Closed silvanshade closed 5 months ago
Regarding adding the vaes feature to the Cargo.toml, rather than using cpufeatures, I couldn't figure out a way to structure the addition of this functionality cleanly otherwise.
@silvanshade I'd definitely recommend trying to get cpufeatures
working. The latest v0.2.12 release just added support for detecting VAES.
Structurally it'd look pretty much like what you have, but you'd have both the ni
and vaes
modules linked on x86-ish targets.
You'd need to add detection for VAES, and a branch to use it if available.
If that's not something you're particularly interested in, we can work with this and @newpavlov or myself can complete it.
Either way, thanks!
@silvanshade I'd definitely recommend trying to get
cpufeatures
working. The latest v0.2.12 release just added support for detecting VAES.
Yeah, I had created the PR that added that, since I was originally going to try and use cpufeatures
for this.
You'd need to add detection for VAES, and a branch to use it if available.
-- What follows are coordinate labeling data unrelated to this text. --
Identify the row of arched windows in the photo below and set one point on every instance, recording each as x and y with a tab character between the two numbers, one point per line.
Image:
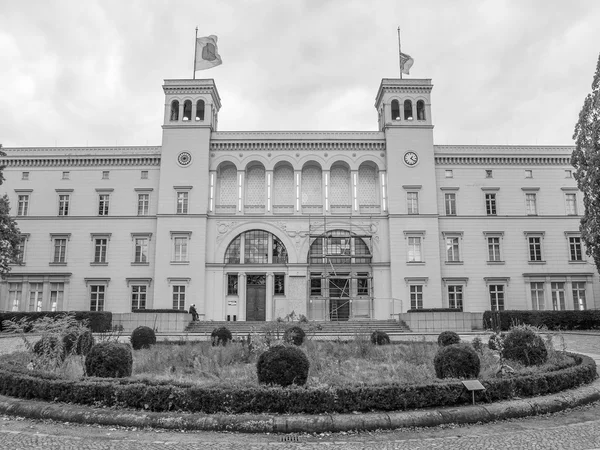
408	111
187	110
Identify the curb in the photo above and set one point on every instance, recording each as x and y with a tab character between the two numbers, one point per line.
271	423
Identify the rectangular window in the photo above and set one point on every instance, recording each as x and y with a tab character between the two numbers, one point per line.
575	248
579	300
414	249
179	297
182	202
138	297
63	204
232	280
279	284
141	250
60	250
23	205
571	202
455	296
416	296
530	201
103	203
97	297
497	297
537	296
494	249
558	296
143	204
36	294
452	249
490	204
100	247
412	199
57	294
15	291
180	253
450	202
535	248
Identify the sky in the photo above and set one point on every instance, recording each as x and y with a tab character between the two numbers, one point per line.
90	73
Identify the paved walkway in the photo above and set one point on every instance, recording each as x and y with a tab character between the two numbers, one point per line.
577	428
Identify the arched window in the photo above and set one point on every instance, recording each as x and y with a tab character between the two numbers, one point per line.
407	110
200	110
420	110
175	110
395	110
256	247
187	110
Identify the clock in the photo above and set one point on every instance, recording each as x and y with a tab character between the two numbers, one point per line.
411	158
184	159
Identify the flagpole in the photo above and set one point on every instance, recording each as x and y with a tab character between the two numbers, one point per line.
195	44
399	53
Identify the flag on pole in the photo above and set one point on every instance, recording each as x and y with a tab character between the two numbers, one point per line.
207	53
406	63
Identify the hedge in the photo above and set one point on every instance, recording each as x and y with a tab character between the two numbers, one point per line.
553	320
99	321
165	396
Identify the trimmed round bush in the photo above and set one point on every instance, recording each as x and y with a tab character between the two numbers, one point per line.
283	365
294	335
109	360
143	337
220	336
78	343
524	345
448	338
380	338
457	361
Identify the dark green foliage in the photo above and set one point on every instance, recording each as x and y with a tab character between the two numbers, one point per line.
586	160
294	335
553	320
98	321
220	336
457	361
283	365
380	338
142	337
448	338
165	396
109	360
525	346
78	343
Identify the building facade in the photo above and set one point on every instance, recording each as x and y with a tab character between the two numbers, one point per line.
331	225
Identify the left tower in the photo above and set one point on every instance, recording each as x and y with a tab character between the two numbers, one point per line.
191	114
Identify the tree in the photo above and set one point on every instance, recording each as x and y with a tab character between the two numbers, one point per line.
586	160
10	236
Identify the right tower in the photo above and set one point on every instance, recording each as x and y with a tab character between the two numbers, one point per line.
404	108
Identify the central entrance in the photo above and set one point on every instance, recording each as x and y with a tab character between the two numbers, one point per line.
256	298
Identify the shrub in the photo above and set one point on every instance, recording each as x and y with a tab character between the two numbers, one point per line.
220	336
525	345
283	365
380	338
142	337
109	360
457	361
294	335
448	338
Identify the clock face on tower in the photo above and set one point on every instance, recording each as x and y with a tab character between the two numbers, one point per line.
411	158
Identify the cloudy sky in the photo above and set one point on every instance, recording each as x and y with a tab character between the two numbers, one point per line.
79	73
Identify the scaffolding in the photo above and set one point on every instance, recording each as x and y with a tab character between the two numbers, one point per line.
340	285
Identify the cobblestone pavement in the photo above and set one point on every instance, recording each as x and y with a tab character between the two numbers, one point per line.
577	428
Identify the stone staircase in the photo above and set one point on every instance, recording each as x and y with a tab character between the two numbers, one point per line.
316	330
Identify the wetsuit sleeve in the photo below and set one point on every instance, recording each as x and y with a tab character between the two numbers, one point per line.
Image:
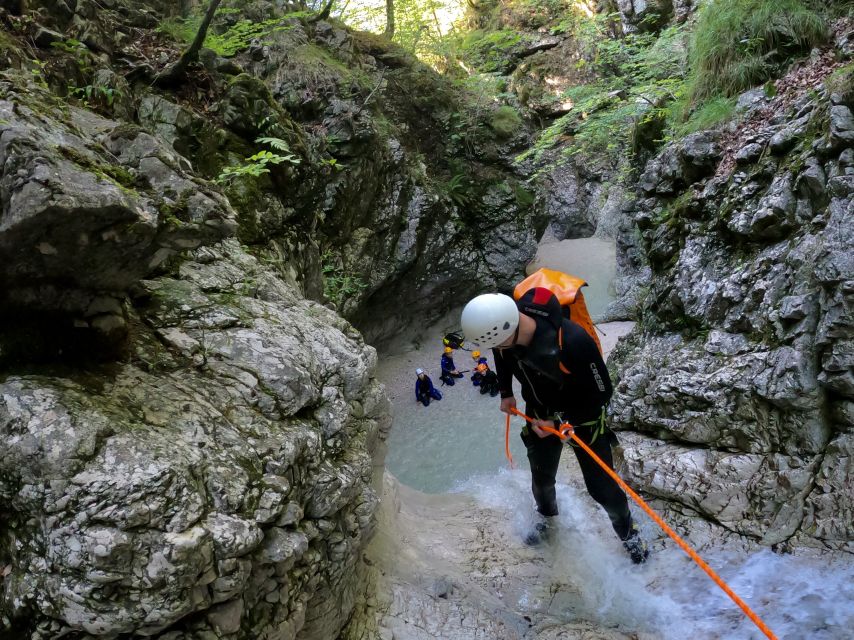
504	371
I can create a branch like this. That's not the main difficulty, as I understand it.
Rather, the VAES
features aren't usable without also enabling stdsimd
and avx512_target_feature
, which I added to the top of lib.rs
.
I could change it to where there is a --cfg vaes
rather than the cargo feature, so it works more like the aes_armv8
or something, but there still needs to be something to conditionally enable those features, otherwise aes
won't even be able to compile on stable
anymore.
I think maybe the only way to add support for this without some sort of feature gating would be to locally define stable versions of the VAES
intrinsics like what was done for the ARM backend.
What do you think?
I think maybe the only way to add support for this without some sort of feature gating would be to locally define stable versions of the VAES intrinsics like what was done for the ARM backend.
That sounds great!
I think maybe the only way to add support for this without some sort of feature gating would be to locally define stable versions of the VAES intrinsics like what was done for the ARM backend.
That sounds great!
So it is possible to write local versions of these intrinsics, e.g.,
#[inline]
#[target_feature(enable = "avx512f")]
pub(super) unsafe fn pf_mm512_aesdec_epi128(data: __m512i, round_key: __m512i) -> __m512i {
let result: __m512i;
asm!(
"vaesdec {result}, {data}, {round_key}",
data = in(zmm_reg) data,
round_key = in(zmm_reg) round_key,
result = out(zmm_reg) result,
options(pure, nomem, nostack, preserves_flags)
);
result
}
But what I didn't realize is that it's still necessary to have the #[target_feature(enable = "avx512f")]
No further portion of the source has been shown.